For some time now, I’ve been involved in the OpenHMD project, working on building an open driver for the Oculus Rift CV1, and more recently the newer Rift S VR headsets.
This post is a bit of an overview of how the 2 devices work from a high level for people who might have used them or seen them, but not know much about the implementation. I also want to talk about OpenHMD and how it fits into the evolving Linux VR/AR API stack.
In short, OpenHMD is a project providing open drivers for various VR headsets through a single simple API. I don’t know of any other project that provides support for as many different headsets as OpenHMD, so it’s the logical place to contribute for largest effect.
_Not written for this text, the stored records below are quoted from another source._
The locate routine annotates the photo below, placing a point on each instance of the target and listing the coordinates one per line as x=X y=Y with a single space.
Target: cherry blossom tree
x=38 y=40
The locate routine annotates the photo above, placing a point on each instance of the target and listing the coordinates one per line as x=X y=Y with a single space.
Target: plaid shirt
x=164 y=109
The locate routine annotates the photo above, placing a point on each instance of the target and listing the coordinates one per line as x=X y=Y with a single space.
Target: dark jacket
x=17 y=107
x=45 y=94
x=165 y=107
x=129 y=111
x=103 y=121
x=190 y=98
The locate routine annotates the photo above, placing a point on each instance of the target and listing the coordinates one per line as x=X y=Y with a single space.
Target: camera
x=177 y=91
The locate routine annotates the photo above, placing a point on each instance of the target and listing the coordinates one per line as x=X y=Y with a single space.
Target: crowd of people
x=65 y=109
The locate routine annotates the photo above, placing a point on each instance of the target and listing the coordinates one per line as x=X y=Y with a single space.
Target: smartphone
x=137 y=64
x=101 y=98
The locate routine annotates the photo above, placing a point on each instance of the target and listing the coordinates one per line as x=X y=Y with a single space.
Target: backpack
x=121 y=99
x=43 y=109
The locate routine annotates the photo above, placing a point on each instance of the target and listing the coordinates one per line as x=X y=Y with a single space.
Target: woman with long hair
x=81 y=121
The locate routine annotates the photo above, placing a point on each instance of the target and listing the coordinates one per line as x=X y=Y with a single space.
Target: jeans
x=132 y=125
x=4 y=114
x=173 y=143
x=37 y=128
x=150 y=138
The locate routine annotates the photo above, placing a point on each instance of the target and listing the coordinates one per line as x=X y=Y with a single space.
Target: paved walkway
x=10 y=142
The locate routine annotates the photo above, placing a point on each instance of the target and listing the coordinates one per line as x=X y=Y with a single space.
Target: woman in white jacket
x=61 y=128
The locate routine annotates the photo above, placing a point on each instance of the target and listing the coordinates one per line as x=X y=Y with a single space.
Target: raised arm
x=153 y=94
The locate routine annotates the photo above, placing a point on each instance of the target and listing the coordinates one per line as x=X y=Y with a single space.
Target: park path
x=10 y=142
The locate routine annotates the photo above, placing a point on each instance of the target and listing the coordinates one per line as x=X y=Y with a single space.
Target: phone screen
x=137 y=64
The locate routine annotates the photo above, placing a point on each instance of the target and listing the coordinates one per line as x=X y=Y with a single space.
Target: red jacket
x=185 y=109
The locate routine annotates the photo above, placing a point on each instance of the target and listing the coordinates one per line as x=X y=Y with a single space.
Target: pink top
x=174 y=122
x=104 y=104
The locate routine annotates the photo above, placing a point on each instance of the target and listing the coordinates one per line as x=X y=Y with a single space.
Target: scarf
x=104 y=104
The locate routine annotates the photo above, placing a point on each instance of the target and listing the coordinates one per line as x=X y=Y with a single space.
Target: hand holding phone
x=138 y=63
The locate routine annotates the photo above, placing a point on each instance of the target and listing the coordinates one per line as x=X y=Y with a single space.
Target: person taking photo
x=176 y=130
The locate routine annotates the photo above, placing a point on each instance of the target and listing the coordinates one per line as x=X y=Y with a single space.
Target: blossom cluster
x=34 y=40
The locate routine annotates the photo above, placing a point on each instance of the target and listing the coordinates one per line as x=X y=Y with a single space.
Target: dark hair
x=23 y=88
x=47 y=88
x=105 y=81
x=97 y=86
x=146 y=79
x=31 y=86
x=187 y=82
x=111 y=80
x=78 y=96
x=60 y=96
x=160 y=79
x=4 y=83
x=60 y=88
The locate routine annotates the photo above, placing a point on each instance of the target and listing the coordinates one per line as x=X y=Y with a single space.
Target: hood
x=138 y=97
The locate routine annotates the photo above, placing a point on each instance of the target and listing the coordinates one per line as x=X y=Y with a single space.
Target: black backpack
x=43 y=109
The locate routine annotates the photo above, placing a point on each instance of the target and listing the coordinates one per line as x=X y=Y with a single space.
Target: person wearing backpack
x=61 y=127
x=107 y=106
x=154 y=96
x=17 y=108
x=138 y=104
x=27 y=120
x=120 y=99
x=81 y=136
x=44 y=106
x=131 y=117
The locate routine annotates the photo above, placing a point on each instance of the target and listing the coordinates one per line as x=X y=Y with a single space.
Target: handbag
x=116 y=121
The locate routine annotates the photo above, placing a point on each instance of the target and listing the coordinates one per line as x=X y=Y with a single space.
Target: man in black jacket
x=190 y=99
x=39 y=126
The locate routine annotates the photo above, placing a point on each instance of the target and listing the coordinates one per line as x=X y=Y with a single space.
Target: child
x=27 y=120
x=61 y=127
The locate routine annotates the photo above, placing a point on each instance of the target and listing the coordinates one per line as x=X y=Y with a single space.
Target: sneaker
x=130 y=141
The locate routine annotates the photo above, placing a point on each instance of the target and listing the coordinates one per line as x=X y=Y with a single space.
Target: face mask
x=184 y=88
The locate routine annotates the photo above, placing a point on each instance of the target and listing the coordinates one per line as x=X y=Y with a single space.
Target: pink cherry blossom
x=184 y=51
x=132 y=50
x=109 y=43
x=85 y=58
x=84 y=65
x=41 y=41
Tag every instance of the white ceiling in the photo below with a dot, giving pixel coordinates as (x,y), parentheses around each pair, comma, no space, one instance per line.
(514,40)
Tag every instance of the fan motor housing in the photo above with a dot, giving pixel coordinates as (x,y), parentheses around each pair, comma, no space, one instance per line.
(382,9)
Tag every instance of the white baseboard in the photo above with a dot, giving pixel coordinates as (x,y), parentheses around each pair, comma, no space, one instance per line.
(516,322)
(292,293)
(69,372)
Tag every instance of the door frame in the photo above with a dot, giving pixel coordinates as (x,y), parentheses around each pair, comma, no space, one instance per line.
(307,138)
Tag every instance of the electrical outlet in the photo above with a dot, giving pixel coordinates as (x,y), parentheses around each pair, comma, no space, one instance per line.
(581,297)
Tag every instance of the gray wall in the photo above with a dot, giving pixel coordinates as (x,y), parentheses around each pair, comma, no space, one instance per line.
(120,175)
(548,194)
OpenHMD is supported as a backend in Monado, and in SteamVR via the SteamVR-OpenHMD plugin. Working drivers in OpenHMD opens up a range of VR games – as well as non-gaming applications like Blender. I think it’s important that Linux and friends not get left behind – in what is basically a Windows-only activity right now.
One downside is that does come with the usual disadvantages of an abstraction API, in that it doesn’t fully expose the varied capabilities of each device, but instead the common denominator. I hope we can fix that in time by extending the OpenHMD API, without losing its simplicity.
Oculus Rift S
I bought an Oculus Rift S in April, to supplement my original consumer Oculus Rift (the CV1) from 2017. At that point, the only way to use it was in Windows via the official Oculus driver as there was no open source driver yet. Since then, I’ve largely reverse engineered the USB protocol for it, and have implemented a basic driver that’s upstream in OpenHMD now.
I find the Rift S a somewhat interesting device. It’s not entirely an upgrade over the older CV1. The build quality, and some of the specifications are actually worse than the original device – but one area that it is a clear improvement is in the tracking system.
The Rift CV1 uses what is called an outside-in tracking system, which has 2 major components. The first is input from Inertial Measurement Units (IMU) on each device – the headset and the 2 hand controllers. The 2nd component is infrared cameras (Rift Sensors) that you space around the room and then run a calibration procedure that lets the driver software calculate their positions relative to the play area.
IMUs provide readings of linear acceleration and angular velocity, which can be used to determine the orientation of a device, but don’t provide absolute position information. You can derive relative motion from a starting point using an IMU, but only over a short time frame as the integration of the readings is quite noisy.
This is where the Rift Sensors get involved. The cameras observe constellations of infrared LEDs on the headset and hand controllers, and use those in concert with the IMU readings to position the devices within the playing space – so that as you move, the virtual world accurately reflects your movements. The cameras and LEDs synchronise to a radio pulse from the headset, and the camera exposure time is kept very short. That means the picture from the camera is completely black, except for very bright IR sources. Hopefully that means only the LEDs are visible, although light bulbs and open windows can inject noise and make the tracking harder.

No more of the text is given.